Espaces, corps et genres
L’appel des filles de la forêt
J’appartiens à la forêt
j’suis son enfant
sa fille
comme l’eau de la rivière qui glisse sur le calcaire
je l’ai dans la peau
elle me façonne
sculpte mon corps et ma tête.
La forêt me manque.
Le soir, après un joint, ça m’arrive souvent de regarder
des documentaires animaliers et d’immersion en pleine nature
sur Arte.
Ça t’arrive toi parfois de pleurer devant un docu ?

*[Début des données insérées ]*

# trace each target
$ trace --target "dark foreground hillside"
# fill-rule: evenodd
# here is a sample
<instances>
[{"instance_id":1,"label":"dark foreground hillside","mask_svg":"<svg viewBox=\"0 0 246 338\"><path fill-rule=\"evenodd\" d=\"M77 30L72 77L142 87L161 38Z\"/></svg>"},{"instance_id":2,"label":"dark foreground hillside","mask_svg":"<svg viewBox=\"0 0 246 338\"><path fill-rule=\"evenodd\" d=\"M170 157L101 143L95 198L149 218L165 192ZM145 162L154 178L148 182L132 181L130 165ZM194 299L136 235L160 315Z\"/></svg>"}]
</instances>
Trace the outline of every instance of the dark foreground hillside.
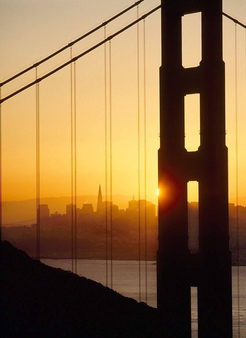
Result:
<instances>
[{"instance_id":1,"label":"dark foreground hillside","mask_svg":"<svg viewBox=\"0 0 246 338\"><path fill-rule=\"evenodd\" d=\"M156 309L1 245L2 336L159 335Z\"/></svg>"}]
</instances>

La dernière fois c’était devant celui d’un gars
au Yukon
qui se retire de la société
une couple de fois dans l’année
pour retrouver
le silence
la lenteur
le temps
la solitude
la beauté
soi.
J’suis dans l’urgence de quelque chose
J’ai le corps mou et la tête trop pleine d’infos en continu
de paroles qui gueulent, hurlent, se fracassent,
dans un foutu écho de conneries qui n’en finissent pas
de t’exploser à la face.
Silence.
Y’a des jours où j’ai plus de force
j’suis vide
de tout.
Y’a des jours où le vide mange mes émotions
j’suis rien
une coquille : un amas de poussière qui se disloque
au moindre mouvement.
La forêt me manque
son obscurité réconfortante
sa caresse humide qui m’embaume
me pénètre ;
murmuration de gouttelettes de rosée.
J’suis une fille de la forêt
les feuilles bougent
je danse
les oiseaux chantent
je fredonne
la rivière coule
je plonge
les falaises s’allongent
je grimpe.
Le lichen s’accroche encore
respire
les épicéas brûlent au soleil
disparaissent
carcasse de la taïga.
Mes pieds nus cornés par la roche
ressentent dans leur errance
le recul de la forêt ;
le sol devient dur
sec
stérile
brulant
douloureux.
La forêt est ma maison
j’lui appartiens
si elle recule
j’bouge
j’avance
j’monte.
La mousse pousse au Nord
là où le temps n’existe pas
ni les traces de la civilisation
frénétique
bruyante
violente.
La mousse pousse au Nord
là où la solitude est reine
la nature impératrice ;
là où la poésie demeure.
[…] le pouvoir-du-dedans est le pouvoir du bas, de l’obscur, de la terre ; le pouvoir qui vient de notre sang, de nos vies et de notre désir passionné pour le corps vivant et l’autre.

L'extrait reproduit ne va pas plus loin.